Chicago homicide detective, Tom Mankowski, has had a strange tattoo on the bottom of his foot since birth. He has thought little of it until he investigates a violent murder and finds that the victim also has a number tattoo on his feet. Now, he wants to know why.
The List by J. A. Konrath is a techno-thriller that will keep you amazed and awake as you flip the pages following Mankowski from Chicago to the West Coast, where he finds others like him, people who’ve have tattoos on their feet, and who, like him, were adopted. An eclectic cast of characters totally unlike those in other Konrath mysteries, this story has tension, danger, and a big dose of humor.
You won’t be able to put it down.
This was an easy five-star read!
When Nick Carter, a former Marine Recon expert now working for the PROJECT, a special agency that reports directly to the President, is assigned to provide security to Selena Connor, niece of a wealthy man who was slain for his money and an unsuccessful attempt to acquire an ancient text supposedly containing the secret to immortality, he didn’t know what he was getting into.

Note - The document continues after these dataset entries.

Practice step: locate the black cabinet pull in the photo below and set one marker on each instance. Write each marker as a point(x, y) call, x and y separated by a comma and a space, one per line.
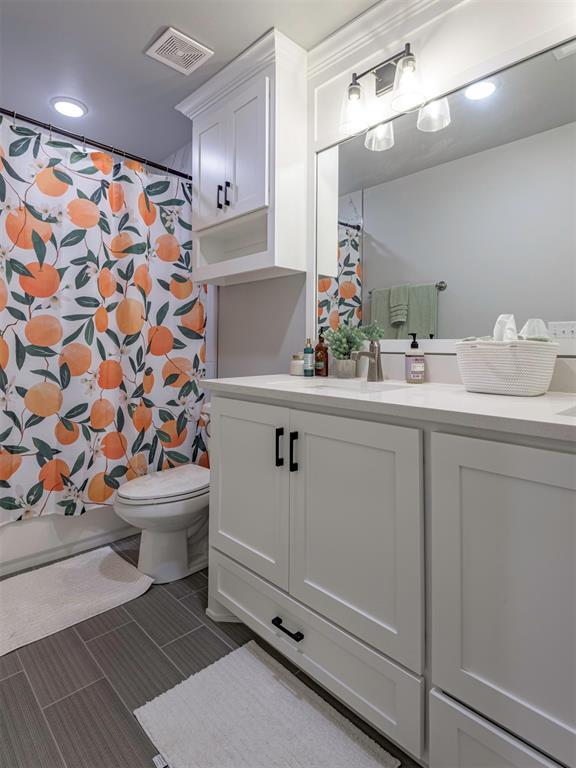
point(279, 434)
point(296, 636)
point(293, 464)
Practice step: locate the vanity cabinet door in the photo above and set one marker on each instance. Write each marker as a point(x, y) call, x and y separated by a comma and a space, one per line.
point(504, 586)
point(247, 149)
point(208, 168)
point(357, 529)
point(249, 486)
point(461, 739)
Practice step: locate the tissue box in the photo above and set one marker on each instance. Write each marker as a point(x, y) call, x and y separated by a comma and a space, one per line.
point(522, 368)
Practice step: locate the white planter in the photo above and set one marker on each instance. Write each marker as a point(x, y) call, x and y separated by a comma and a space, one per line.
point(343, 369)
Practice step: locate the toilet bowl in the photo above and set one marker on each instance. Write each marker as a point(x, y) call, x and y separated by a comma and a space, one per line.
point(171, 509)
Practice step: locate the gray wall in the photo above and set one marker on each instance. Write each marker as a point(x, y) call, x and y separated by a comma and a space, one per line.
point(261, 325)
point(499, 226)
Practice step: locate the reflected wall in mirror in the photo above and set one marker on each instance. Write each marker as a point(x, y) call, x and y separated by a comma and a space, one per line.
point(485, 202)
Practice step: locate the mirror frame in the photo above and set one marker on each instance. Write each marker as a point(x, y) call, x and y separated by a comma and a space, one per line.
point(428, 346)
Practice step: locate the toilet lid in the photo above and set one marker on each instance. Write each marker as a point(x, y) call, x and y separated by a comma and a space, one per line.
point(181, 482)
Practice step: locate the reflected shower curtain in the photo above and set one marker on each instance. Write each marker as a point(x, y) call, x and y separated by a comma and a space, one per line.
point(102, 328)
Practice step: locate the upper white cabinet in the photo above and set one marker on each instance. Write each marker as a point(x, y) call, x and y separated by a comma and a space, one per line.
point(230, 156)
point(249, 165)
point(356, 523)
point(504, 586)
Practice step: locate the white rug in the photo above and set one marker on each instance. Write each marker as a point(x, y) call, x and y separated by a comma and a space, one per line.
point(248, 711)
point(40, 602)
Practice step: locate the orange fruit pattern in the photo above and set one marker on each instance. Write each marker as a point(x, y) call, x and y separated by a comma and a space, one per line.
point(340, 298)
point(102, 326)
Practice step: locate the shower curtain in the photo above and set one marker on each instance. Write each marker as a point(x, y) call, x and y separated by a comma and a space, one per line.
point(102, 327)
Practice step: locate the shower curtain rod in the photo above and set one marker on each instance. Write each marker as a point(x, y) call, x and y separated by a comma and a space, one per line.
point(98, 144)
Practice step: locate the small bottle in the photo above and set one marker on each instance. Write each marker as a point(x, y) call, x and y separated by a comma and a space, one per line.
point(297, 365)
point(415, 363)
point(321, 357)
point(308, 358)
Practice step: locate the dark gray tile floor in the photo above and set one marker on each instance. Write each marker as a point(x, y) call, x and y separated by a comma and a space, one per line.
point(66, 701)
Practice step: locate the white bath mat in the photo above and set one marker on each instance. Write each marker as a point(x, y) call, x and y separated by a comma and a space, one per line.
point(40, 602)
point(248, 711)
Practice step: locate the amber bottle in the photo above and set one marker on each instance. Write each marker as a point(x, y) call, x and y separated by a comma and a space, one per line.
point(321, 358)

When attempts are made by armed Chinese to abduct Selena, the stakes suddenly get higher, and Nick finds himself at the epicenter of a plot that could lead to war with China.
White Jade by Alex Lukeman is a riveting thriller of international intrigue and violence that will keep you turning pages until the chilling climax. This story of unbridled lust for power will also keep you awake long after you’ve finished reading it.
I give Lukeman four stars for this one.
When Asger Vad, his wife, and son are found shot execution style and posed around a table looking at a doll house, and their 11-year-old daughter is missing, Danish police inspector, Daniel Trokic is sent to Alaska to participate in the investigation. He teams up with Angie Johnson, a half-Native American, half-white homicide detective in the Anchorage police department. Together, the two race against time to find the girl, while bodies start piling up, and a nearby volcano decides to get a bad case of indigestion.
Under a Black Sky by Inger Wolf is a finely-tuned murder mystery, featuring a conflicted, flawed character, and an almost science-fiction locale. Rich descriptions and evocative dialogue are the hallmarks of one of the better mystery writers I’ve encountered in a number of years.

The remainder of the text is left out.